Many have ended up here in this Mashlak (ph) camp outside the town of Herat. Conditions are rudimentary. The authorities are providing tents and food, but the numbers are overwhelming, and there is not enough to go around.
Many families are having to sleep out in the open. Water is in short supply and sanitation poor. There are growing fears that epidemics such as diarrhea and cholera will spread with disastrous results. Conditions can only get worse as the spring gives way to summer.
Most of the people in Mashlak (ph) have walked for weeks through desert and sand storms from Gor province in central Afghanistan.

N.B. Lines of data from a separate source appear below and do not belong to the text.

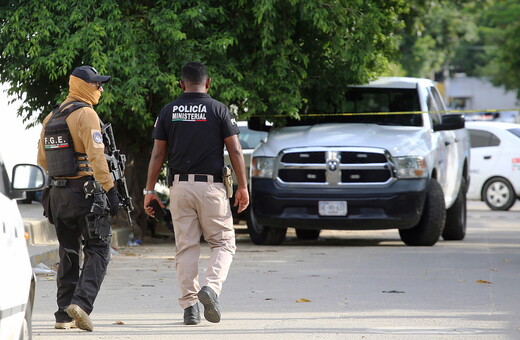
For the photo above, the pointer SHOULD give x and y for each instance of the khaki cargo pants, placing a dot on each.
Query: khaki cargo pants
(201, 208)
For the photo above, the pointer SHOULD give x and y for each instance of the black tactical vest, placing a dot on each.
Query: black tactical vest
(62, 160)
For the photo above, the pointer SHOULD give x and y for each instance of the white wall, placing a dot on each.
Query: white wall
(17, 144)
(480, 93)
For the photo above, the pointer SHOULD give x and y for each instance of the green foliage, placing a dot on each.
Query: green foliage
(499, 32)
(434, 30)
(265, 57)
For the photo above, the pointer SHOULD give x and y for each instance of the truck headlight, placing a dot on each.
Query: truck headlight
(262, 167)
(411, 167)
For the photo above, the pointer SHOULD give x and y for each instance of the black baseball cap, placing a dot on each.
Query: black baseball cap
(89, 74)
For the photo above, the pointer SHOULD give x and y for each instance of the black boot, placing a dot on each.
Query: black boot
(208, 298)
(192, 315)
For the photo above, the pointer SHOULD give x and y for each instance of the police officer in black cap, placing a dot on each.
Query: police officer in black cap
(71, 149)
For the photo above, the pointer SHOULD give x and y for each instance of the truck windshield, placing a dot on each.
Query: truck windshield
(358, 102)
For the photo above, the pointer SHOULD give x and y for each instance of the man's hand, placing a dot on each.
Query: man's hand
(113, 200)
(148, 198)
(241, 199)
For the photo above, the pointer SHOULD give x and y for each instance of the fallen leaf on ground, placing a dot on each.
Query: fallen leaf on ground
(483, 281)
(393, 291)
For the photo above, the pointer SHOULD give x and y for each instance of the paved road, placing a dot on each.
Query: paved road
(346, 285)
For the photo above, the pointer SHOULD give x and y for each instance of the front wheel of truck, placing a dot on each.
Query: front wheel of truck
(455, 228)
(431, 225)
(261, 234)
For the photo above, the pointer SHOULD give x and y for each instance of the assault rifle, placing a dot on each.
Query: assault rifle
(116, 163)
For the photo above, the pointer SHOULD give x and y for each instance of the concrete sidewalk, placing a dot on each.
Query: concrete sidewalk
(43, 243)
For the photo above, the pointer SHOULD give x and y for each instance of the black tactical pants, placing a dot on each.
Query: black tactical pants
(69, 206)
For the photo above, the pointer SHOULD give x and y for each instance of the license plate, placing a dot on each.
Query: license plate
(333, 208)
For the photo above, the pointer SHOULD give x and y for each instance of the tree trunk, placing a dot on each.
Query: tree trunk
(137, 158)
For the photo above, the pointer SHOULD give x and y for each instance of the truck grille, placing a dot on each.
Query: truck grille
(335, 166)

This is one of the areas that's been worst hit by the drought. To try to stem the flow of people, food and seed are being given out in Gor province by the international committee of the Red Cross. Farmers and their families trudge down from the surrounding hills and wait patiently for the rations to arrive.
These (UNINTELLIGIBLE) farmers rely on rain fall to grow crops in Gor's inhospitable landscape. There are few irrigation canals, and even these have been neglected during two decades of conflict. With no grazing for their animals and the failed harvest, people have been forced to eat grain they would normally have kept to plant. ICRC agronomist Noori Miraqua explains.
NOORI MIRAQUA, INTERNATIONAL COMMITTEE OF THE RED CROSS: Because of the drought, all the sheep and goats (UNINTELLIGIBLE) because there is no grasses to feed them, for there is no possibility, it is not in the (UNINTELLIGIBLE) because these people are very poor.
POWELL: The families staying on in Gor hope that the spring thaw will bring enough melt water down from the surrounding mountains to plant their crops. In the meantime, for those who left their homes, there is some relief to be found in the camps, but there's little sign of an end to the drought.
This is Jan Powell (ph) of Leman Bleu Television, Geneva, Switzerland, for CNN WORLD REPORT.